Brigitte's

eva
First Reviewer
5 out of 5
Avg. Member Rating
1
Review
Editor Pick

Brigitte's

  • November 4, 2004
  • Rated 5 of 5 by eva from milpitas, California
Although we don’t like to admit it, Santa Clara does not count among the great restaurant meccas of the world. But we have our bases covered, for the most part. We’ve got our pho, our pad thai, our pizza –- what more could we want? Yet some of us have longed for something more. Finally, the wait is over. We now have paté.

Specifically, we have Brigitte’s Foie Gras terrine, marinated with thyme. You can now die happy. This buttery wedge of Sonoma Moulard duck foie gras melts in your mouth like a milk chocolate bar. It is accompanied by little piles of cheering attendants – fruit compote of cranberries, raisins and prune, crisp slivers of pear, and a bit of mesclun, each carefully chosen to elevate your "oh!" to an "oh la laaa!" The dish comes with warm slices of walnut bread for spreading ($15).

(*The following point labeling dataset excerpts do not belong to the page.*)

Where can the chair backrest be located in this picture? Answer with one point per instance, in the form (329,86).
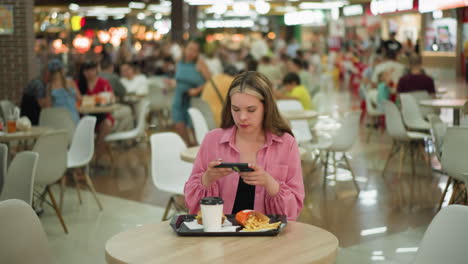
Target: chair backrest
(205,110)
(20,177)
(169,172)
(3,164)
(144,108)
(344,138)
(6,107)
(454,153)
(82,146)
(24,238)
(52,149)
(445,239)
(438,130)
(58,118)
(425,110)
(410,110)
(371,102)
(300,128)
(199,124)
(393,122)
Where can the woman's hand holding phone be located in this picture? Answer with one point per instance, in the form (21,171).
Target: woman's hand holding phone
(212,174)
(259,177)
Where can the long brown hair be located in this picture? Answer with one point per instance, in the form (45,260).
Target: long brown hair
(256,84)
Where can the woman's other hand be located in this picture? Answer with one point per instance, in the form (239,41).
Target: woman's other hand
(213,174)
(259,177)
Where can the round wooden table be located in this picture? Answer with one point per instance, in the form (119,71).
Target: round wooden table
(158,243)
(98,109)
(299,114)
(189,154)
(456,104)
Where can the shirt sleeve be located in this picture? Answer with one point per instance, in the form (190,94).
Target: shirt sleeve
(194,190)
(290,198)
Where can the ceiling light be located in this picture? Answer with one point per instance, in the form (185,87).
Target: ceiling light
(141,16)
(241,8)
(219,8)
(136,5)
(262,7)
(322,5)
(73,7)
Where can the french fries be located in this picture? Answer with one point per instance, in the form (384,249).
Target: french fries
(258,221)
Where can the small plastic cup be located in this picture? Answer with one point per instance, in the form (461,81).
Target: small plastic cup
(212,213)
(11,126)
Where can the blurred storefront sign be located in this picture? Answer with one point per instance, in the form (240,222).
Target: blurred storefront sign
(378,7)
(353,10)
(307,17)
(432,5)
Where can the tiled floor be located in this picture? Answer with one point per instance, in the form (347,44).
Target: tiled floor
(383,224)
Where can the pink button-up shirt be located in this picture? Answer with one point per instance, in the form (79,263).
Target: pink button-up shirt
(279,157)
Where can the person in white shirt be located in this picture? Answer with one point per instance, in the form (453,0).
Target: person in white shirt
(132,80)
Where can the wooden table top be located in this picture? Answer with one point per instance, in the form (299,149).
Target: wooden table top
(158,243)
(300,114)
(34,132)
(189,154)
(444,103)
(98,109)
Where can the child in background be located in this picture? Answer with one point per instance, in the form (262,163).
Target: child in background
(384,89)
(295,91)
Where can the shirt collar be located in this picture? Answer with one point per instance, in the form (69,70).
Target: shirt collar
(230,133)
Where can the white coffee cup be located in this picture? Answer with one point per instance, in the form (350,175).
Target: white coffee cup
(212,213)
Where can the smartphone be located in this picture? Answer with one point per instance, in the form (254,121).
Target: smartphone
(238,167)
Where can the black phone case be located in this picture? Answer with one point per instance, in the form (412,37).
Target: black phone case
(239,167)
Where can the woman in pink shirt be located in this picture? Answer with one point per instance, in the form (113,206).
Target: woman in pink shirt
(252,131)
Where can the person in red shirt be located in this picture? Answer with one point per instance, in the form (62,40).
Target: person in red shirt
(90,83)
(416,79)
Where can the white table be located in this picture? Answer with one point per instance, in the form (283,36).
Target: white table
(456,104)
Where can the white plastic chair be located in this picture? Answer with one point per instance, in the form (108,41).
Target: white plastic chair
(402,138)
(372,111)
(52,164)
(412,115)
(199,124)
(24,239)
(342,141)
(80,154)
(20,177)
(445,240)
(169,172)
(425,110)
(58,118)
(3,164)
(137,133)
(454,155)
(300,128)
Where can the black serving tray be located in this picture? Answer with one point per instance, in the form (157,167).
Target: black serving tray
(182,230)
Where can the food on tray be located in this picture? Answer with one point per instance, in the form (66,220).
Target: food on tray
(253,220)
(200,220)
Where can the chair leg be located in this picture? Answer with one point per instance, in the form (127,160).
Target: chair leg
(390,156)
(325,167)
(449,180)
(413,171)
(63,183)
(352,172)
(77,185)
(400,168)
(90,184)
(168,206)
(57,211)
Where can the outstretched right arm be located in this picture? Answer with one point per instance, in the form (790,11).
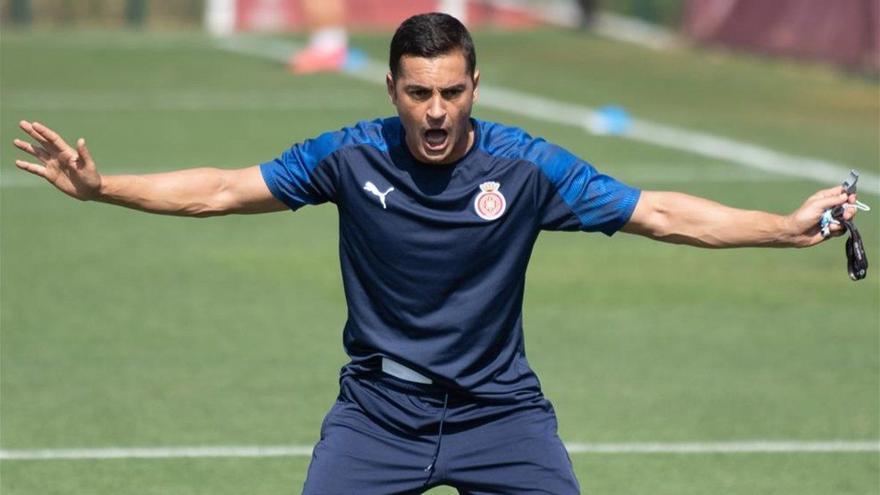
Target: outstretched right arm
(198,192)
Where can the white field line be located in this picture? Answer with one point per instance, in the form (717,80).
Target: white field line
(747,447)
(516,102)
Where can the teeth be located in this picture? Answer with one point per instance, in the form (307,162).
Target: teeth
(435,136)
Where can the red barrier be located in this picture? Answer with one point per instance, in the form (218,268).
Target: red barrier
(845,32)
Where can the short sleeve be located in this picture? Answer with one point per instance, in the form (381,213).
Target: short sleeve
(579,197)
(302,174)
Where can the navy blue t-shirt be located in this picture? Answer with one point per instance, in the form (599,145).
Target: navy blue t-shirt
(434,256)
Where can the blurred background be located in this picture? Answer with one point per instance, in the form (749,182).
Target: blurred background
(843,32)
(146,354)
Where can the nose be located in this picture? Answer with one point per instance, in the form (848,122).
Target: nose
(436,108)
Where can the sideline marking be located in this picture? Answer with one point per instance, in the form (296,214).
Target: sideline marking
(516,102)
(744,447)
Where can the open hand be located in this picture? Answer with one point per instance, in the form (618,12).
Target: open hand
(70,170)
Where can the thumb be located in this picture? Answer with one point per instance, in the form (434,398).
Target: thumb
(830,201)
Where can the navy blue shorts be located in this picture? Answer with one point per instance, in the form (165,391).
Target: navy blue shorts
(383,436)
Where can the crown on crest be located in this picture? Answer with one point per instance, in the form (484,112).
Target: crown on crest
(489,186)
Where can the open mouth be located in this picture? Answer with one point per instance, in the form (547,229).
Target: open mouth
(435,139)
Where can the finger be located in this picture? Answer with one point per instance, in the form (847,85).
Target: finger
(824,193)
(35,151)
(830,201)
(53,138)
(32,168)
(28,128)
(84,153)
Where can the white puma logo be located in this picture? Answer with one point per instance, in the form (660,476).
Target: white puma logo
(372,189)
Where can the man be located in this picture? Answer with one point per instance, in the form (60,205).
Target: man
(438,215)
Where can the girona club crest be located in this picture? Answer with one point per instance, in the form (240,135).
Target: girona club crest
(490,203)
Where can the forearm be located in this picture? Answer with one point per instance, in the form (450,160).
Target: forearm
(682,219)
(198,192)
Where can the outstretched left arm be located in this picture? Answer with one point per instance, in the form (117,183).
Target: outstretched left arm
(683,219)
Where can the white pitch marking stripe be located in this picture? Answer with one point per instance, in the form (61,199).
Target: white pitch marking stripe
(516,102)
(745,447)
(756,446)
(156,453)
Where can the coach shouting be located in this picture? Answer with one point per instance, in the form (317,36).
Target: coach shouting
(438,214)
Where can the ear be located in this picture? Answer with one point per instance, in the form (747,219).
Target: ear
(476,84)
(389,85)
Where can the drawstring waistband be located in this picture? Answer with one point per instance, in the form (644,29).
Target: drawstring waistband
(430,468)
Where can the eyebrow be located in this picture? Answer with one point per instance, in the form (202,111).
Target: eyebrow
(417,87)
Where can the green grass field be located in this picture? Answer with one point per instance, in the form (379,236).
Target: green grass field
(122,329)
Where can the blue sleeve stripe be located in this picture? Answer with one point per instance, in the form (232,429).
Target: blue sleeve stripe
(600,202)
(290,176)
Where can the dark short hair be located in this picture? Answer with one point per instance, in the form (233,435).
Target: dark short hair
(429,36)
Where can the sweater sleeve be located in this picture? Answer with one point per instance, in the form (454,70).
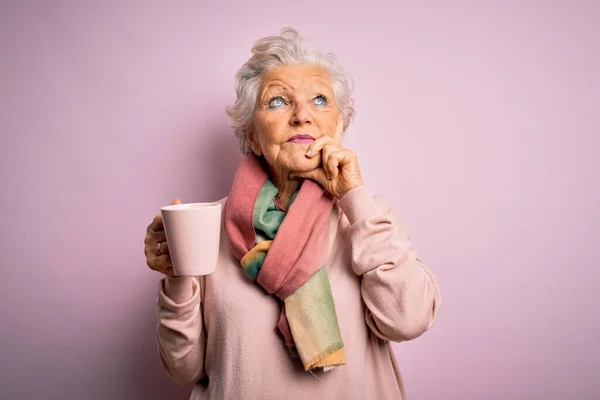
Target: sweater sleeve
(401,294)
(180,334)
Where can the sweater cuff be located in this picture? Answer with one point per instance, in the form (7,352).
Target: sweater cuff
(358,204)
(180,289)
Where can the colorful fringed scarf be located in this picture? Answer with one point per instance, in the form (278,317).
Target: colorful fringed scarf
(284,253)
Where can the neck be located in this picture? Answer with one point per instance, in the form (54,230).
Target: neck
(286,187)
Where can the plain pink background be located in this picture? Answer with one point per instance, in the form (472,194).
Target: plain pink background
(479,119)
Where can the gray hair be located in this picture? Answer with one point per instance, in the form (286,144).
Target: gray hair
(288,48)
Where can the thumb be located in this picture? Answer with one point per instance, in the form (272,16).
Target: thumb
(317,174)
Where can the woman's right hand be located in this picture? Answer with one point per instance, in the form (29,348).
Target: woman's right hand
(156,247)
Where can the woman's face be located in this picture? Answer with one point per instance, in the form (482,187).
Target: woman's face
(296,105)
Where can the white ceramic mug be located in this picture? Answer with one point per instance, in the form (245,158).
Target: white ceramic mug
(193,232)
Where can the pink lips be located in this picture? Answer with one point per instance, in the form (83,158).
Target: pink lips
(301,139)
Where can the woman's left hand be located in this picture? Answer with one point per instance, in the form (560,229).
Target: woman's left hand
(338,172)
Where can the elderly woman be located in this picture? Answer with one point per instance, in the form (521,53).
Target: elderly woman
(315,276)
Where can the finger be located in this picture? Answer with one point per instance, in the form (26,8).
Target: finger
(327,151)
(316,146)
(157,224)
(153,237)
(159,263)
(332,164)
(317,175)
(340,127)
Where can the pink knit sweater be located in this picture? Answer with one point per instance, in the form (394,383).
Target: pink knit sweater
(217,331)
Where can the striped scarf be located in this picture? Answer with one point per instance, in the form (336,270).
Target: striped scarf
(284,253)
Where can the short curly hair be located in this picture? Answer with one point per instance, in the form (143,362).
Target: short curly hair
(269,52)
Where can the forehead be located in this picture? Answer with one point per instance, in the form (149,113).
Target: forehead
(297,77)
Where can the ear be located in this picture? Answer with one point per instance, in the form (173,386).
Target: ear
(252,142)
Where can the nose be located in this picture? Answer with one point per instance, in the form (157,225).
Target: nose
(302,115)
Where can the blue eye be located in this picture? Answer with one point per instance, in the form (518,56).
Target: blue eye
(276,102)
(321,100)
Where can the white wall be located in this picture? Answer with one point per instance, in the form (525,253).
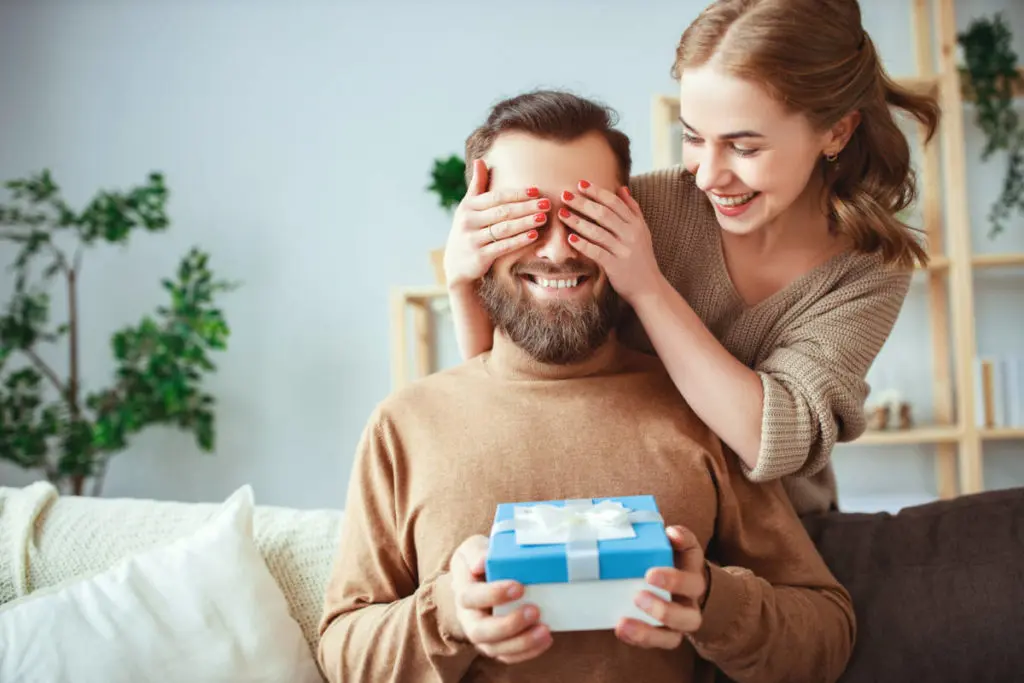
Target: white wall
(296,138)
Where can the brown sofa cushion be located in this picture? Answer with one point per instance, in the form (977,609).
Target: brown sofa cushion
(938,589)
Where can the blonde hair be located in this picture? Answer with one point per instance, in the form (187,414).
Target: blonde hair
(815,57)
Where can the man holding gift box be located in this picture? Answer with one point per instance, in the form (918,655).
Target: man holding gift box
(559,412)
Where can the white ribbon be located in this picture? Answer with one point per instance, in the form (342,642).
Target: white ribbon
(580,524)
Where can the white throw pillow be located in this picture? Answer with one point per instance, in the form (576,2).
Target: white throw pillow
(200,609)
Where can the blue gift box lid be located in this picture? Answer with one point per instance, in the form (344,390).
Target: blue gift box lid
(619,558)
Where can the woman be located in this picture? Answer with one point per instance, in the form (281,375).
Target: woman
(768,270)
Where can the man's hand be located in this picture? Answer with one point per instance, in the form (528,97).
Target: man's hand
(687,584)
(512,638)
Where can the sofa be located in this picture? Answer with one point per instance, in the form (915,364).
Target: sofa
(938,588)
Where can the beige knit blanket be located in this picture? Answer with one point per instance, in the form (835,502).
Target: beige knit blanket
(47,539)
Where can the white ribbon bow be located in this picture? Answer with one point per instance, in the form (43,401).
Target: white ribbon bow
(580,524)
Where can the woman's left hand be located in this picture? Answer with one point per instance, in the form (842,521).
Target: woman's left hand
(609,228)
(687,585)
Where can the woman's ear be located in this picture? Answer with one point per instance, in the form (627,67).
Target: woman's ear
(839,135)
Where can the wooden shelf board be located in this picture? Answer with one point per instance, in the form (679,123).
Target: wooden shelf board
(1003,433)
(968,94)
(978,261)
(421,293)
(995,260)
(935,434)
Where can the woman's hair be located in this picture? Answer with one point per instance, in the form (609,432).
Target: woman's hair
(551,115)
(815,57)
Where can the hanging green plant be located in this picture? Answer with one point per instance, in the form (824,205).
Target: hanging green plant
(993,76)
(449,180)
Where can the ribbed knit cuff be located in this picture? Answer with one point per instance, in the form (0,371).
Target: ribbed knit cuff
(784,434)
(440,595)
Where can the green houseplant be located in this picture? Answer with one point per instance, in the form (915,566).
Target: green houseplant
(992,73)
(52,423)
(448,181)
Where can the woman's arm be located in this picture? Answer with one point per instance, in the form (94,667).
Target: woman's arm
(473,329)
(783,416)
(726,394)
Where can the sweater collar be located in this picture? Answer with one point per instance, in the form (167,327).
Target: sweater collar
(508,360)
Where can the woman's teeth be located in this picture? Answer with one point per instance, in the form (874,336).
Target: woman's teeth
(734,200)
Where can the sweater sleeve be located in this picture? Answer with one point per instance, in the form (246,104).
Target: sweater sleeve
(379,622)
(814,378)
(774,611)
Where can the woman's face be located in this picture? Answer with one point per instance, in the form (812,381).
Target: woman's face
(751,157)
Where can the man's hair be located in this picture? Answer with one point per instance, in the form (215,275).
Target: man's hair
(552,115)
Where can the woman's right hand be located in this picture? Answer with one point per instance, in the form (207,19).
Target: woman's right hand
(488,224)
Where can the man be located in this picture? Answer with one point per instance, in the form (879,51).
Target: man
(559,410)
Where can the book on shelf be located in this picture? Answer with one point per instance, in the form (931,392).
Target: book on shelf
(999,390)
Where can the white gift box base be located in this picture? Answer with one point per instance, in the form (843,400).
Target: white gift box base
(586,605)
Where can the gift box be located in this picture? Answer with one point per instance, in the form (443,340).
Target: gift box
(582,561)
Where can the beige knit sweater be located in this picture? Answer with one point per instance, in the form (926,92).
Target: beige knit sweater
(437,457)
(812,342)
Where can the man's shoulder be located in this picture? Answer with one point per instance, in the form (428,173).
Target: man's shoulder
(672,182)
(431,389)
(660,397)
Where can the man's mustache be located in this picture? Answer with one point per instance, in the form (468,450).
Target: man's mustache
(571,268)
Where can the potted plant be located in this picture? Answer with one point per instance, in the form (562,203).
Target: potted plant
(51,422)
(993,81)
(449,182)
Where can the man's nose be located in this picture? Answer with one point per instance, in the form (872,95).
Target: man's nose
(554,241)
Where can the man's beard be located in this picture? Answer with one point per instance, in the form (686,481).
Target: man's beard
(553,332)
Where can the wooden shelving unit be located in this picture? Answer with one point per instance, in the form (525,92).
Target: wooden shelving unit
(956,438)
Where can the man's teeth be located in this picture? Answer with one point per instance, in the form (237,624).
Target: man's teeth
(735,200)
(557,284)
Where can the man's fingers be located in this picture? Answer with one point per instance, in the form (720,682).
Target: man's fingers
(510,228)
(468,561)
(594,233)
(637,633)
(493,630)
(475,219)
(524,645)
(590,250)
(485,596)
(688,580)
(492,251)
(525,655)
(495,198)
(605,201)
(688,546)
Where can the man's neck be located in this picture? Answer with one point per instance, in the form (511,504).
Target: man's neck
(511,361)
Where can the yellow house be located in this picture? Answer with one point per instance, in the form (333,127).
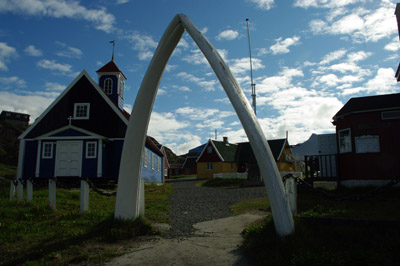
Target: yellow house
(217,157)
(224,157)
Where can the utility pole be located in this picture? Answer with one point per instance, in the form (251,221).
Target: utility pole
(253,86)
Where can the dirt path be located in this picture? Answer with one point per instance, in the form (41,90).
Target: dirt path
(215,243)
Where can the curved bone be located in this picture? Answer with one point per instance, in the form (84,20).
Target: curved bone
(128,201)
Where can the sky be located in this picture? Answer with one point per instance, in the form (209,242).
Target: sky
(309,57)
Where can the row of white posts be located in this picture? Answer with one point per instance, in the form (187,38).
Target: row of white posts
(290,189)
(84,193)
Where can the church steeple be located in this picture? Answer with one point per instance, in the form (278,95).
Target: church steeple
(111,80)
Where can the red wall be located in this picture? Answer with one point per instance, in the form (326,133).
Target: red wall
(382,165)
(209,157)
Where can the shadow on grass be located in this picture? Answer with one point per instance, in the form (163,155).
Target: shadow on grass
(321,243)
(110,230)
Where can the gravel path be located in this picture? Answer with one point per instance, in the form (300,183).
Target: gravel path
(190,204)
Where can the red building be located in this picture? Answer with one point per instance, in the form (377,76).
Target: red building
(367,130)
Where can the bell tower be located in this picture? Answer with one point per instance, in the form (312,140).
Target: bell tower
(112,81)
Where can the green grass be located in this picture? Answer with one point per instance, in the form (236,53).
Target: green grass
(223,182)
(33,234)
(7,170)
(182,176)
(345,239)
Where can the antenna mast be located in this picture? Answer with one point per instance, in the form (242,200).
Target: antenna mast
(253,86)
(113,42)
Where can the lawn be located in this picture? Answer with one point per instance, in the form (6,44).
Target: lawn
(328,232)
(32,234)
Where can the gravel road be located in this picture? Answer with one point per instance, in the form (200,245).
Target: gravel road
(190,204)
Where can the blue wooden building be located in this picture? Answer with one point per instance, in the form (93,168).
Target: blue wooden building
(81,133)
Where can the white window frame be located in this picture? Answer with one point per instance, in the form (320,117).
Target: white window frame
(108,89)
(90,156)
(76,109)
(44,154)
(367,144)
(346,141)
(145,158)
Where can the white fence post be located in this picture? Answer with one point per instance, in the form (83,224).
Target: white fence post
(29,190)
(12,190)
(84,196)
(20,190)
(291,194)
(141,196)
(52,193)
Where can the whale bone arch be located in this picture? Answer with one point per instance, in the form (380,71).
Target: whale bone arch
(130,197)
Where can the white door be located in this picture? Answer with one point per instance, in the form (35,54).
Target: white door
(68,158)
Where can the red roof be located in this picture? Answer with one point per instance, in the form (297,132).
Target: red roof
(110,67)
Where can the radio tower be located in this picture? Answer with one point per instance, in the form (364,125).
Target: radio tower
(253,86)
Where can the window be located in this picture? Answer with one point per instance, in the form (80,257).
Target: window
(145,157)
(390,115)
(367,144)
(91,149)
(47,150)
(108,85)
(121,89)
(344,140)
(81,110)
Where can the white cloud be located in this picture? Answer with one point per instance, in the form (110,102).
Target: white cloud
(394,45)
(383,82)
(207,85)
(228,35)
(143,44)
(165,127)
(282,46)
(300,112)
(263,4)
(324,3)
(33,105)
(359,24)
(69,51)
(54,66)
(12,82)
(32,51)
(54,86)
(282,80)
(101,19)
(184,88)
(6,53)
(242,65)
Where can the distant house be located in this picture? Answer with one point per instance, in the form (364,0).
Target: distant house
(224,157)
(82,132)
(189,166)
(14,118)
(368,139)
(217,157)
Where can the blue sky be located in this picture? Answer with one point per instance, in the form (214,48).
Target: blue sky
(309,58)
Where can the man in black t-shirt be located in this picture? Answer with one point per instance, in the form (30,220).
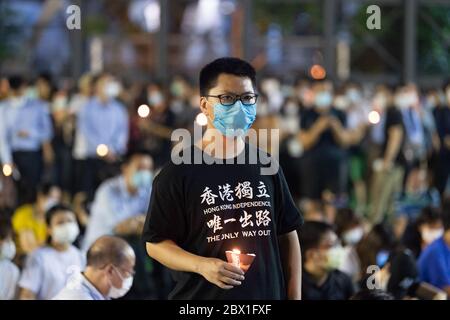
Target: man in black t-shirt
(388,171)
(199,211)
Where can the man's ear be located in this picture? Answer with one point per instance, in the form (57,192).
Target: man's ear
(205,106)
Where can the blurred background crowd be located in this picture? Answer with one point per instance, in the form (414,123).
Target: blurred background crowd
(86,123)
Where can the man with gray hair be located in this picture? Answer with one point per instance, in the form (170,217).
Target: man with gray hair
(109,272)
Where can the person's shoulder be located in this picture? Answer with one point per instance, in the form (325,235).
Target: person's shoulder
(262,154)
(340,276)
(118,105)
(431,252)
(9,268)
(40,253)
(171,172)
(69,293)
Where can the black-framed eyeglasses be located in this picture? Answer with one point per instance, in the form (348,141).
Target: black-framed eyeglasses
(247,99)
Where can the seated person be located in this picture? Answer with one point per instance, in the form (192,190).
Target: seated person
(423,230)
(120,203)
(108,274)
(322,255)
(434,261)
(29,220)
(48,268)
(9,273)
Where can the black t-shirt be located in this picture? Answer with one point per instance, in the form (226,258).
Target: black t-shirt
(210,208)
(393,118)
(326,139)
(337,286)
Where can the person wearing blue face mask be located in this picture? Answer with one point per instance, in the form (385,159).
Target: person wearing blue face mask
(324,139)
(202,209)
(121,202)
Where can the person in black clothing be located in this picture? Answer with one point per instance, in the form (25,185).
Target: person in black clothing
(423,231)
(324,138)
(200,210)
(321,256)
(388,170)
(442,118)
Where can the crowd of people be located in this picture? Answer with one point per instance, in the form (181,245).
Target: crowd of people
(367,165)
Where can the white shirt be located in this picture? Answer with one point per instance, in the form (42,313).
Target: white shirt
(9,276)
(80,143)
(47,270)
(79,288)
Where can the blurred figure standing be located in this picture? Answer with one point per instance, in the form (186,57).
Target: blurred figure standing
(324,139)
(121,202)
(442,118)
(49,267)
(103,122)
(108,274)
(28,132)
(9,272)
(388,169)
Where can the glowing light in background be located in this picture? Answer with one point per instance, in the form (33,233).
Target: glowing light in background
(201,119)
(143,111)
(374,117)
(102,150)
(7,170)
(317,72)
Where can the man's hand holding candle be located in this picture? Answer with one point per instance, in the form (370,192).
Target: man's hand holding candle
(222,274)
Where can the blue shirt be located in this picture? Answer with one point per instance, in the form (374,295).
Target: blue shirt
(104,123)
(79,288)
(434,264)
(113,204)
(29,115)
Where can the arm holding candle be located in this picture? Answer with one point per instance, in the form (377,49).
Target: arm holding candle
(291,260)
(216,271)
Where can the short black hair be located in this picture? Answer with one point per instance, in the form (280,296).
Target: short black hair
(54,210)
(227,65)
(16,82)
(311,233)
(446,213)
(372,294)
(428,215)
(106,250)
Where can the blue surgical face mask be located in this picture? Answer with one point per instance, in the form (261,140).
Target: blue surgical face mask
(382,257)
(142,179)
(323,99)
(234,120)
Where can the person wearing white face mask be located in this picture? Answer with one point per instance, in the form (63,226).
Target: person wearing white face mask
(47,269)
(388,168)
(29,219)
(108,274)
(103,122)
(324,137)
(121,202)
(350,229)
(421,232)
(322,255)
(9,272)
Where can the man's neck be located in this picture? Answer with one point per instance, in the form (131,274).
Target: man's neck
(447,237)
(220,146)
(96,279)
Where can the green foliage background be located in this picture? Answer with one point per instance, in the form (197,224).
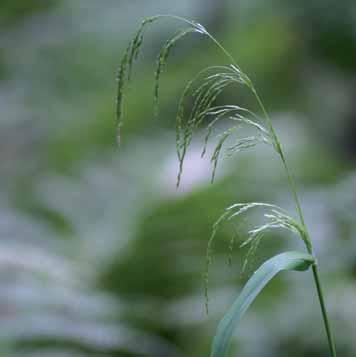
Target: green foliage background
(100,254)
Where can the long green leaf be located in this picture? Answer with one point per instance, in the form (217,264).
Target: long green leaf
(285,261)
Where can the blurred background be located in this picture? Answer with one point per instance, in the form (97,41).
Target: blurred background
(100,254)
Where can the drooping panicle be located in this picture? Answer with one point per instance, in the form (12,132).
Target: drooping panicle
(163,57)
(125,69)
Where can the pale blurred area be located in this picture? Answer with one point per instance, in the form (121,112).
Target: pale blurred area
(100,254)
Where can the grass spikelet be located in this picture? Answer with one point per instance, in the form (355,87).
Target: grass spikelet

The bad news is that foie gras is not always available, but the good news is that whatever Brigitte’s chooses to replace it with will surely be as memorable. Menus can change daily, according to what’s in season. Brigitte's menu is a thoughtful garden of fresh, uncomplicated offerings just waiting to be picked. Just two years new, Brigitte’s strives for authenticity and simplicity in cooking.

There are a handful of starters in addition to foie gras, and most can be ordered petite or regular, like Cauliflower Crème Soup ($4.25/$6.25).

Main dishes offer something for carnivores, herbivores, and oceanivores alike. The Skate and Cod Salad featured several odds-and-ends pieces of pan-fried fish over lemony shavings of fennel, radishes, and carrots ($16.99). It is served with two dollops of eggplant "caviar." If you’ve never had Skate (a.k.a. stingray) before, be prepared for its stringy appearance. But if it’s cooked right, the meat should be delicate and similar to lobster. Brigitte’s politely introduces this French favorite to American palates by mixing it with the more mild-tasting cod.

Pork and Polenta combines six medallions of roasted pork tenderloin with three crisp-seared, albeit under-seasoned, triangles of polenta and a bit of baby greens and dried fruit ($14.99/17.99). Medallions are so-called because of their resemblance to a large medal. Hang a few of these juicy morsels around your neck and watch them come running.

It’s hard to pass up dessert here, so we don’t. We opted for the French classic Oeuf à la Neige, a pillowy soft meringue afloat on a pond of crème anglaise and caramel ($5.75). Moelleux au Chocolate is the French version of molten chocolate cake, and Brigitte’s offers it with crème anglaise ($6.50, or $3.95 without crème anglaise).

After a night of fine dining at Brigitte’s, you may never need to leave Santa Clara again.